The 30-year-old right-hander did not seem to miss a beat throughout the evening, even when the Yankees batted around in a six-run top of the fifth inning that lasted more than 20 minutes. Germán got through the bottom half of that frame on 10 pitches, displaying a remarkable efficiency that lasted all the way to the final out.
Germán struck out nine and needed just 99 pitches -- giving him a Maddux, a shutout in fewer than 100 pitches. He is the first pitcher to throw a Maddux in a perfect game since Philip Humber of the White Sox threw 96 pitches in his perfect game on April 21, 2012.

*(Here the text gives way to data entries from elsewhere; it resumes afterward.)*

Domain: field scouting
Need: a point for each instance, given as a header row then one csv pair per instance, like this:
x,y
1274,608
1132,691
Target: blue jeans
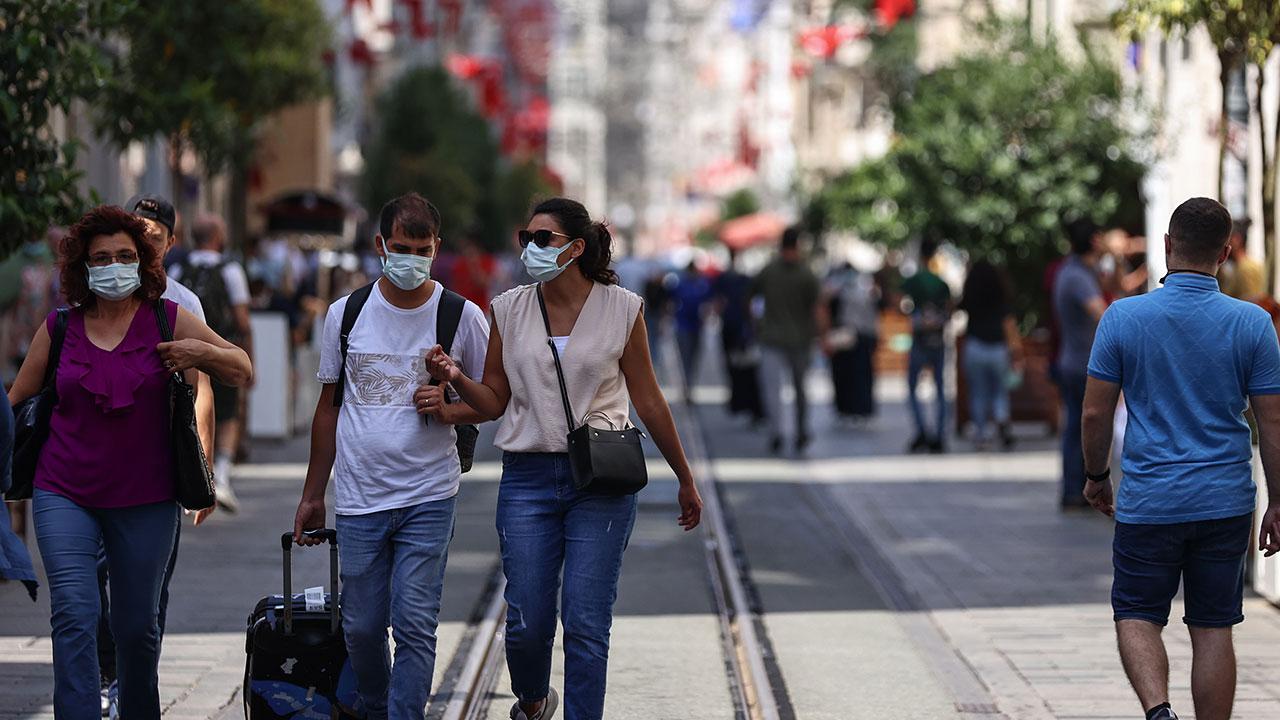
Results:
x,y
935,360
392,565
138,543
1072,383
105,641
986,365
549,529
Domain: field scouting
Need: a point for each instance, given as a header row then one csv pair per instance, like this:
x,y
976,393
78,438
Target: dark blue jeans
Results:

“He threw that curveball in any count that he wanted to," A's second baseman Tony Kemp said. "It was spinning differently and moving differently. He put his fastball where he wanted to. Changeup as well. He just kind of mixed them. Got a couple of good swings off him, but no results.”

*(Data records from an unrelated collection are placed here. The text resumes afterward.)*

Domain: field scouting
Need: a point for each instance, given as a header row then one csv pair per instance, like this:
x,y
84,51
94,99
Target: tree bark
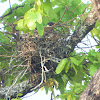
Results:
x,y
25,87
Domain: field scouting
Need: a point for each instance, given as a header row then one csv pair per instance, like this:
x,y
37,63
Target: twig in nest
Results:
x,y
43,71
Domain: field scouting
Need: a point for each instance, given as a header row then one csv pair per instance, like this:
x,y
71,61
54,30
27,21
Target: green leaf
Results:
x,y
19,94
39,17
67,67
61,66
69,97
75,61
40,29
31,24
92,70
20,25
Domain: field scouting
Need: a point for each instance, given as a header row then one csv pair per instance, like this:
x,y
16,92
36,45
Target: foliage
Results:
x,y
75,70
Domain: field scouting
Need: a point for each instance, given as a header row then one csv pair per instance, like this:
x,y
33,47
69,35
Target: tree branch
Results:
x,y
87,25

It was Kemp who put together the A’s most formidable threat to Germán’s attempt at history, as his fourth-inning flyout to Giancarlo Stanton in right field traveled 349 feet and would have been a home run in precisely one ballpark, per Statcast: Yankee Stadium.

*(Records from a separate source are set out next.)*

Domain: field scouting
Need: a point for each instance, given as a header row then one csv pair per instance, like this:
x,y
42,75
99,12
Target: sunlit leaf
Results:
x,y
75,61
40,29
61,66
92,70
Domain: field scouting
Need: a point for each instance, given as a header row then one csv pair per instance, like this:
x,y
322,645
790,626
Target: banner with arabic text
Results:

No perfecto would be complete without a critical play to preserve the bid, and Anthony Rizzo supplied just that for the Yankees when he dove to his left to smother a 106.5 mph grounder off the bat of Seth Brown in the bottom of the fifth. Rizzo snared it, then flipped it to Germán at first for the out.
"I knew it was a fantastic play by Rizz," catcher Kyle Higashioka said. "I thought it was hit hard. … I didn't have a great view of that play, but I saw him lay out for it. He's a Platinum Glover for a reason."
Rizzo also made a nice grab on a throw from third baseman Josh Donaldson that veered slightly wide to end the eighth inning, stretching across the bag but managing to keep his foot down to retire Oakland's Jonah Bride.
Equally historic as Germán's feat on the mound was the amount of run support he received from a Yankees' offense that has been scuffling in June. The 11 runs scored behind him are the most in any perfect game, topping the Giants’ 10-0 victory in Matt Cain’s in 2012. The only Yankees no-hitter with a larger margin of victory was the team’s 13-0 win behind Monte Pearson on Aug. 27, 1938.
Higashioka has now been behind the plate for the last two historic Yankees pitching performances: Germán's perfecto and Corey Kluber's no-hitter in 2021. While he may be a common thread between those two games, Higashioka maintained that he didn't have much to do with Germán's dominance.
"It was quite different," Higashioka said. "Honestly, I just felt like I was a passenger for this one. Just don't miss the ball, and don't mess it up. Domingo was definitely driving the ship, and he had a plan. I mean, we both had a plan, but he had just ultimate confidence in his stuff."